Lack of space to carry enough water and food for the long crossing was Bedwell’s greatest challenge in designing his capsule boat.
He solved the first problem by installing a portable desalinator, equipment that can convert seawater into drinking water, which is relatively easy and a micro solar panel to generate power for navigation devices.
The second obstacle, the lack of space to store food on board, was much more difficult to solve.
no bathroom
The solution was to fill all the inner walls, as well as the keel of the boat (the part of the hull that’s submerged to give stability and balance the force of the wind in the sail) with packets of dried powder food, which he says it will prepare your wife for the long journey.
“It’s not going to be a very tasty feed, I know, but it’s the only one that fits in the hull,” explains Bedwell, who, however, sees another advantage in the limited menu: his organism’s low intestinal activity during the journey, since it’s impossible would be to install a toilet the size of a standard toilet on a boat.
My bathroom will be the sea,” says the Englishman.
“Do something great until you’re 50”
The quest for the title of navigator of the “smallest boat to cross an ocean” that Bedwell dreamed of is part of his life project to “do something really amazing by the age of 50”.
So far he has crossed the Atlantic in a sailboat just over twenty feet long and sailed to the Arctic in a boat not much smaller still actual ocean liners, which come close to what he intends to do now.

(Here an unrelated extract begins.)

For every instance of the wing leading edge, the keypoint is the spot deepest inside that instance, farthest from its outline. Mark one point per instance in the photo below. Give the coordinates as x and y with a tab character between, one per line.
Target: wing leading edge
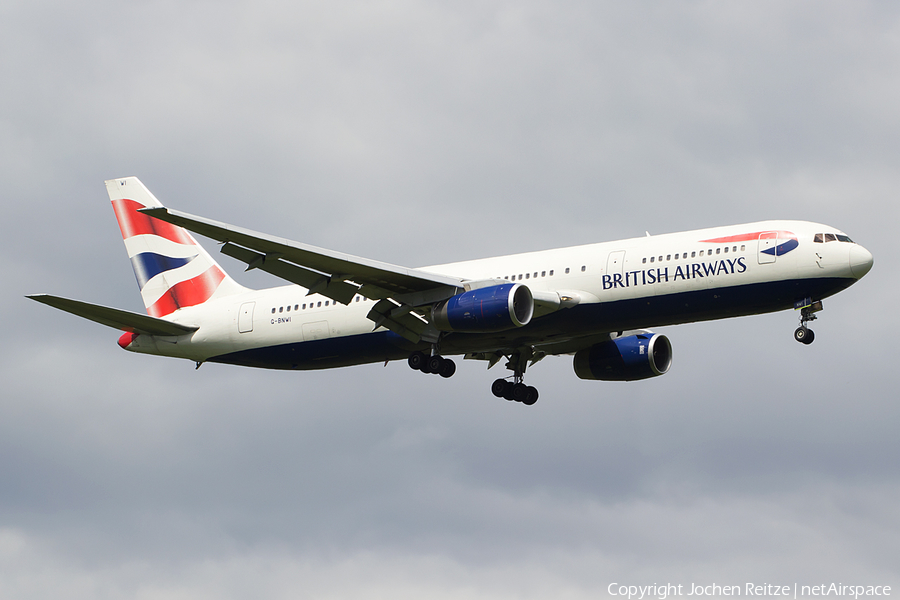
123	320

Image: Andrew Bedwell/Disclosure
For me it has become more and more important to make long crossings with smaller and smaller boats. And none will be smaller,” he guarantees.
Where did this idea come from?
Image: Andrew Bedwell/Disclosure
Bedwell’s project of crossing an ocean in a sort of floating shoebox stems from a book he read years ago, written by the sport’s current record holder, American Hugo Vihlen, who is now 90 and crossed the Atlantic with a microsailboat just over five feet long.
But Bedwell decided to do something even more impressive and built his boat half a meter shorter than the American’s.
Homage to the “Mad Sailor”
Image: Lorraine McNally/Disclosure
He was also inspired by the daring exploits of another halfbrained Englishman named Tom McNally (not coincidentally referred to by the English as Crazy Sailor or “Mad Sailor”), a staunch opponent of Vihlen’s in the past, from whom Bedwell inherited some of the solutions based on the design of his dwarf boat applied.
As well as trying to become the record holder for this bizarre type of crossbreed, Bedwell also wants to honor McNally, who died of cancer in 2017, by bringing the record back to England.
a mad fight
In the 1980s and 1990s, Hugo Vihlen and Tom McNally had an insane competition to see who could cross the Atlantic in the smallest boat possible.
In their eagerness to defeat their opponent, both began to slice their boats inch by inch with each new attack.
They got to the point where they were mistaken for shipwrecked in the middle of the ocean and were prevented by the Coast Guard from leaving the United States in such small boats click here to read this intense and interesting story.
In the end, the American got better and took the record.
But maybe only because McNally died before making another attempt.
And that’s exactly what Andrew Bedwell wants to change in this story.
But there is not much room on your small boat for euphoria either.